Radical spaces – Part II

Randstad

Radical Spaces is a one-year research project (2021), designed to collect, catalogue and compare a range of socio-ecological support systems in the Randstad.

This practice-based research explores and represents urban and peri-urban green structures as main elements of urban spatial quality, shaping a typology of interactions between the built and the unbuilt. The project’s outcome is the development of an atlas synthesizing the conducted research on existing and potential green spaces with a historic, spatial and cultural meaning. The atlas serves as our research and design tool, opening the question of urban liveability and preservation of contested open space in light of extreme urbanization trends.

Apart from maps and diagrams, the team used aerial pictures as a tool of diachronic reading of urban and peri-urban green structures in the Randstad. With an eye on the past, present and future, Radical Spaces offers a radical reframing of how fundamental and less obvious green structures are perceived and valued, while stimulating new experiments and design processes and adding to the body of knowledge on unbuilt space and green.

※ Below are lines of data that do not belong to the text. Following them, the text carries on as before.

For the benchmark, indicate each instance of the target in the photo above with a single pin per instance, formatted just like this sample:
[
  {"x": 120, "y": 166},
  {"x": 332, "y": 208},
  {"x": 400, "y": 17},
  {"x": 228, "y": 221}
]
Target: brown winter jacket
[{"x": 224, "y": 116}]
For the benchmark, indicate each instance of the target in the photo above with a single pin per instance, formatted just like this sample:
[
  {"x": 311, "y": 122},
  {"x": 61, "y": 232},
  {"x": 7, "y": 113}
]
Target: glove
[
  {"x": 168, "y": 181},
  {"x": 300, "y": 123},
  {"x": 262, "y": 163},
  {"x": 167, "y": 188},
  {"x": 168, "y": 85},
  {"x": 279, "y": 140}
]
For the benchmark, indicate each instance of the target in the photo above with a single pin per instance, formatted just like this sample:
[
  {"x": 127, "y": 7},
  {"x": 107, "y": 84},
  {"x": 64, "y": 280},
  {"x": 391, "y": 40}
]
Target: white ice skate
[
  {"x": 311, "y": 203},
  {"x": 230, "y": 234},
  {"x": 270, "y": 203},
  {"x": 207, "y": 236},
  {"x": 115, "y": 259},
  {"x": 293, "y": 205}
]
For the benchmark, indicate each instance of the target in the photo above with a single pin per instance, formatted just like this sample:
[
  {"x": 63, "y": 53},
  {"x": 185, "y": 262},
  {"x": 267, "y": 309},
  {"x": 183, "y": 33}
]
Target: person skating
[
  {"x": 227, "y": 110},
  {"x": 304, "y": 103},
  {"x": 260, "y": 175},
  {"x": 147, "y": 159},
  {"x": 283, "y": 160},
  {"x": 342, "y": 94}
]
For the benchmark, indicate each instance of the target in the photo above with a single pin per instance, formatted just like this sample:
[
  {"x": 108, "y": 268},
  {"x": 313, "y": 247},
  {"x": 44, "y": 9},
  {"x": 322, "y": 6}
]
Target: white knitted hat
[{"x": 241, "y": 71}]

The documentation of classic types of parks and metropolitan landscapes, in combination with research on cultivated peripheries and fantastic accidents, lays the foundation for identifying the next generation of metropolitan parks. In light of extreme urbanization and densification trends, there is a high possibility for what appears today as contested unbuilt space to emerge into a new type of enclosed gardens, capable of guiding the quality of future urban developments.